Everyone was particularly stunned and outraged, because Sang was one of the nicest, most beloved people in the Park. Sang was soft-spoken and even-tempered and well-respected by everybody.
Now normally, street people don’t cooperate with the cops. But in this case, when the cops showed up, everybody wanted to help them catch this lunatic. This tall, skinny black guy named Slim — one of the People’s Park regulars — immediately volunteered to jump into the cop car and help the cops find the asshole. Slim had gotten a good look at the guy. He’d been sitting right next to Sang. And he knew that, there but for the grace of God (or whoever is in charge of this shit) it could have just as easily been his noggin that took the blow.
After driving around the streets of Berkeley for about an hour, Slim spotted the piece-of-etc-etc. Pointed him out to the cops. And the cops tackled him, handcuffed him and dragged him back to the cage that he sorely deserved to be locked up in.

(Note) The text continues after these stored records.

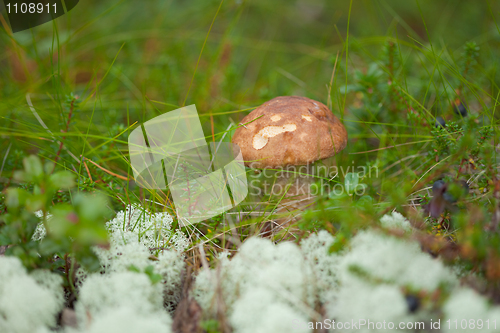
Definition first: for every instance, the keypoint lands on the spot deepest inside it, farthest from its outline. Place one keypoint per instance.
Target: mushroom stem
(292, 190)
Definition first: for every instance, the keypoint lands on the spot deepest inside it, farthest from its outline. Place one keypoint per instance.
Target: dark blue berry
(413, 303)
(440, 122)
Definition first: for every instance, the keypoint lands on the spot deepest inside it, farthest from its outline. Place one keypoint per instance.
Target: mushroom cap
(291, 130)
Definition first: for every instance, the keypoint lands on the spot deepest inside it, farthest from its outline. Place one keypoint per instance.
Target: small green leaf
(32, 167)
(16, 197)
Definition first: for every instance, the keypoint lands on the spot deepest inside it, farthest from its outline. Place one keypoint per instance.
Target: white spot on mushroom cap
(261, 139)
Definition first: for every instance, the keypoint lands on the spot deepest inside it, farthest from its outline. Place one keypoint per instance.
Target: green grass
(129, 62)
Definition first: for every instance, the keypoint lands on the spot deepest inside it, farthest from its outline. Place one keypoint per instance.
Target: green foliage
(71, 229)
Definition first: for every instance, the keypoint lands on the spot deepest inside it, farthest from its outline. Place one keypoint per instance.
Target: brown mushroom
(289, 131)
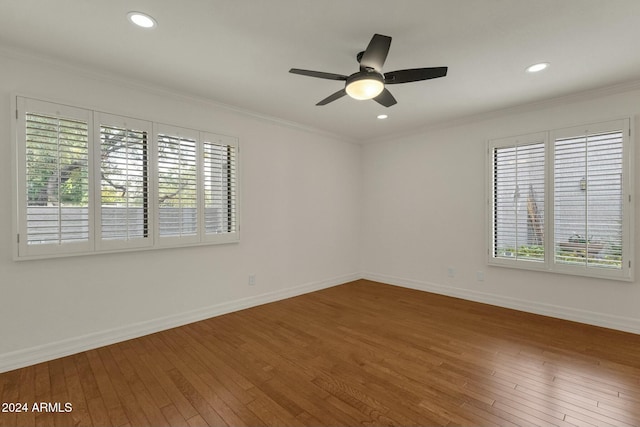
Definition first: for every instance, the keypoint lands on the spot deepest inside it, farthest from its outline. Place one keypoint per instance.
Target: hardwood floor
(362, 353)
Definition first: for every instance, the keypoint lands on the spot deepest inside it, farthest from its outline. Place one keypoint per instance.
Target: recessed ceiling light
(537, 67)
(142, 19)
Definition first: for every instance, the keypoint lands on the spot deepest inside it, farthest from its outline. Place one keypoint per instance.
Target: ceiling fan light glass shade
(366, 87)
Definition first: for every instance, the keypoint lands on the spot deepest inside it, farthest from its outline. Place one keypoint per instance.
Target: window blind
(177, 186)
(57, 179)
(220, 185)
(518, 201)
(588, 200)
(124, 183)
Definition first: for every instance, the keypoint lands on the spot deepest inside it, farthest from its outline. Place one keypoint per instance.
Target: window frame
(96, 244)
(549, 264)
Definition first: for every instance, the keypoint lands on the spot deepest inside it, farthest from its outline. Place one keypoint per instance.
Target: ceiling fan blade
(376, 53)
(339, 94)
(318, 74)
(385, 98)
(414, 75)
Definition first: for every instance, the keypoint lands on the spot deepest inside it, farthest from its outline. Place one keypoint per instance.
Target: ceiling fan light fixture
(366, 86)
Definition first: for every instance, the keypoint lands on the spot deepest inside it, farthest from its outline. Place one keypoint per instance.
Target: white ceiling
(238, 52)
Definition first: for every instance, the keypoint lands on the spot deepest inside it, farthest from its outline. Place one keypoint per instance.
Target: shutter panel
(124, 182)
(588, 200)
(56, 179)
(220, 185)
(518, 201)
(177, 184)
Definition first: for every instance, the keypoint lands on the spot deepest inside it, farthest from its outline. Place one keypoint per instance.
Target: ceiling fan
(369, 82)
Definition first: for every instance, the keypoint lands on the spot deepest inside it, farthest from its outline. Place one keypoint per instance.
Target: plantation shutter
(124, 214)
(177, 183)
(54, 161)
(220, 186)
(518, 200)
(588, 198)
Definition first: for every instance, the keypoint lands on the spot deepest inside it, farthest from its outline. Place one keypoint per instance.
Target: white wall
(300, 226)
(424, 212)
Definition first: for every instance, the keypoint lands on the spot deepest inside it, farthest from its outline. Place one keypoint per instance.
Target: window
(561, 201)
(123, 178)
(90, 182)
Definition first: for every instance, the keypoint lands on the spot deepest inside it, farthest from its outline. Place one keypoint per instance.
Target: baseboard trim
(620, 323)
(42, 353)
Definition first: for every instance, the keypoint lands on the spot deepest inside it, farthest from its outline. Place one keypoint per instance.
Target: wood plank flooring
(362, 353)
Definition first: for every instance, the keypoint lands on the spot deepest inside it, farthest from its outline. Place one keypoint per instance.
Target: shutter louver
(518, 202)
(220, 188)
(57, 180)
(124, 183)
(588, 200)
(177, 186)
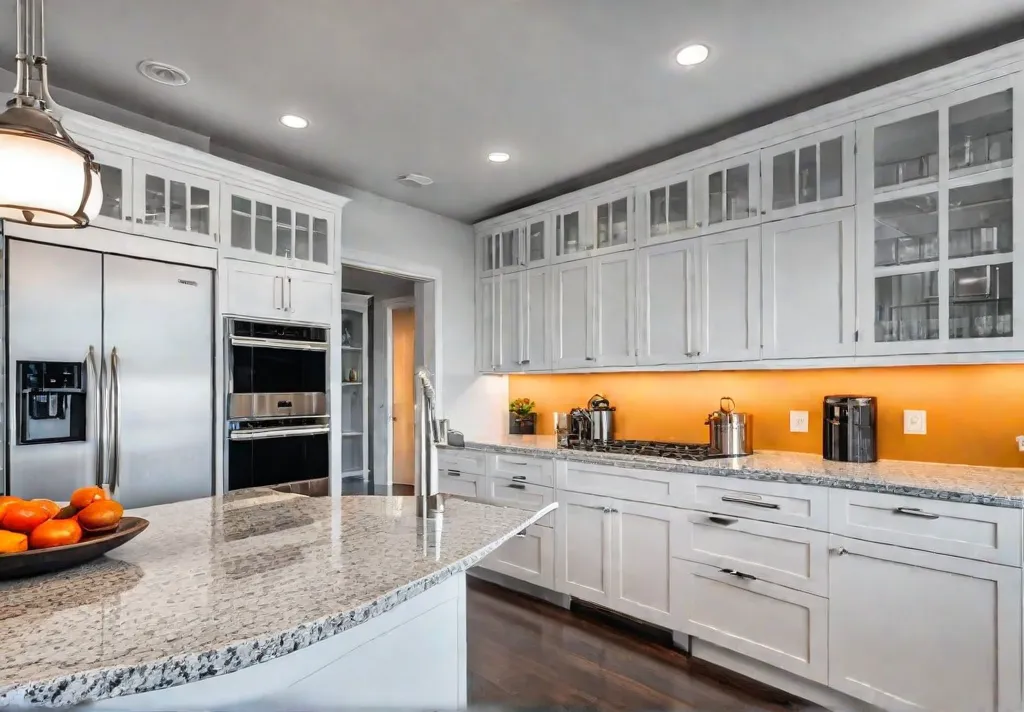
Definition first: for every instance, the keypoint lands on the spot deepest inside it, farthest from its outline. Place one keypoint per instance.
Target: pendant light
(46, 178)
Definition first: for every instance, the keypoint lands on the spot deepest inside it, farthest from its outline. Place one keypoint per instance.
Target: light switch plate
(798, 421)
(914, 422)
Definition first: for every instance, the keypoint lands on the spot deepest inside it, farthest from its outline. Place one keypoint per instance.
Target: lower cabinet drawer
(764, 621)
(776, 553)
(528, 556)
(509, 493)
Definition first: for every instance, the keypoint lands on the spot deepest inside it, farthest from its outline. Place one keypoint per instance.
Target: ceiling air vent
(414, 179)
(163, 73)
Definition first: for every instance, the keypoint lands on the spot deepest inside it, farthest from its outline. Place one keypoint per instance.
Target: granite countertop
(1000, 487)
(218, 584)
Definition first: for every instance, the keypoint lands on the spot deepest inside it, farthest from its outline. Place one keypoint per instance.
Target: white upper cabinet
(936, 228)
(730, 194)
(173, 204)
(669, 210)
(730, 296)
(807, 302)
(269, 229)
(668, 311)
(808, 174)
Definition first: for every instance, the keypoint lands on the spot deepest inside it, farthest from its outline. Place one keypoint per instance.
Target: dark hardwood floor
(526, 653)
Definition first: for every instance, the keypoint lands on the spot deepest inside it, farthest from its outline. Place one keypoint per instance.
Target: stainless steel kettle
(728, 431)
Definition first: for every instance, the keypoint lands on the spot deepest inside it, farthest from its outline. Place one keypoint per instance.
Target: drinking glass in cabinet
(906, 307)
(981, 218)
(981, 131)
(906, 231)
(981, 301)
(907, 151)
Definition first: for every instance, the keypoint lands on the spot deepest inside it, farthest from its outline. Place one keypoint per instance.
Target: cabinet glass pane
(320, 241)
(907, 151)
(301, 236)
(783, 176)
(906, 231)
(830, 172)
(737, 187)
(906, 307)
(199, 210)
(809, 174)
(112, 180)
(283, 246)
(242, 222)
(981, 131)
(156, 201)
(981, 302)
(981, 219)
(264, 228)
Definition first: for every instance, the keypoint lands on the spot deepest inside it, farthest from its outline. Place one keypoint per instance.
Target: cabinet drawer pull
(914, 511)
(738, 574)
(738, 500)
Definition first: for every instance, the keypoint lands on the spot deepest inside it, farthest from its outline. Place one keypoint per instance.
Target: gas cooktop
(673, 451)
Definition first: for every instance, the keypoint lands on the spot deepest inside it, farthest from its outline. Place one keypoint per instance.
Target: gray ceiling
(430, 86)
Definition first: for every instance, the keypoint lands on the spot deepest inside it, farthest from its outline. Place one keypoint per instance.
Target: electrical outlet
(914, 422)
(798, 421)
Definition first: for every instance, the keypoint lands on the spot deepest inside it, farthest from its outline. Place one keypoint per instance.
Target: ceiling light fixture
(46, 178)
(692, 54)
(293, 121)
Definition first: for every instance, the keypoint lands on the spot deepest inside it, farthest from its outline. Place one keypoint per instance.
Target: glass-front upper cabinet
(808, 174)
(174, 205)
(262, 227)
(936, 223)
(731, 194)
(669, 210)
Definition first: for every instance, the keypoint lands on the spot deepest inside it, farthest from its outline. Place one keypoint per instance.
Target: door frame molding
(383, 385)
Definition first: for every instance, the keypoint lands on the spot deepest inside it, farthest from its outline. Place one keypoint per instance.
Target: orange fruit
(24, 516)
(84, 496)
(55, 533)
(52, 507)
(100, 516)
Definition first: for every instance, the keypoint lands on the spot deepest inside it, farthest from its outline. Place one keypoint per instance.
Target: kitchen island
(235, 598)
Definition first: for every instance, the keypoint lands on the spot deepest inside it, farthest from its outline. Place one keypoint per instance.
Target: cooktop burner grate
(673, 451)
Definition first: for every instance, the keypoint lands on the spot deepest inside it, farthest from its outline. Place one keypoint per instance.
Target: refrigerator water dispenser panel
(51, 402)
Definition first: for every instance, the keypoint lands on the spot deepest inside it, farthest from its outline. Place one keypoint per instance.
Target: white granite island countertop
(218, 584)
(1001, 487)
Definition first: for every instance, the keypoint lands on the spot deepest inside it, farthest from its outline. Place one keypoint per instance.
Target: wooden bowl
(36, 561)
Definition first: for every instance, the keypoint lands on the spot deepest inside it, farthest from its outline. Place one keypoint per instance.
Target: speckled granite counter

But here’s the weird part. The very next day, for no apparent reason, Slim was standing by the dumpsters down at the bottom of People’s Park, when he suddenly clutched his chest and keeled over dead from a heart attack. Just like that.
We always wondered if it was the stress and trauma of the whole Sang situation that caused the heart attack. Or if it was just one more random thing. Just like the Sang attack in the first place. Life is ultimately mysterious, ain’t it?
And why was Sang singled out? Just a matter of the ole’ “wrong-place-at-the-wrong-time”?? If there was one guy who didn’t deserve to have something like that happen to them, it was peaceful, loveable Sang. So it messed with your head on the baffling karma angle.
Anyways, it was one more weird scene on the streets. . . . I still see Sang to this day, hanging out in People’s Park. He always wears a baseball hat. I guess to cover up the nasty scar on his forehead. But otherwise he seems OK. Still as mellow as ever.
And, of course, poor ole’ Slim remains dead.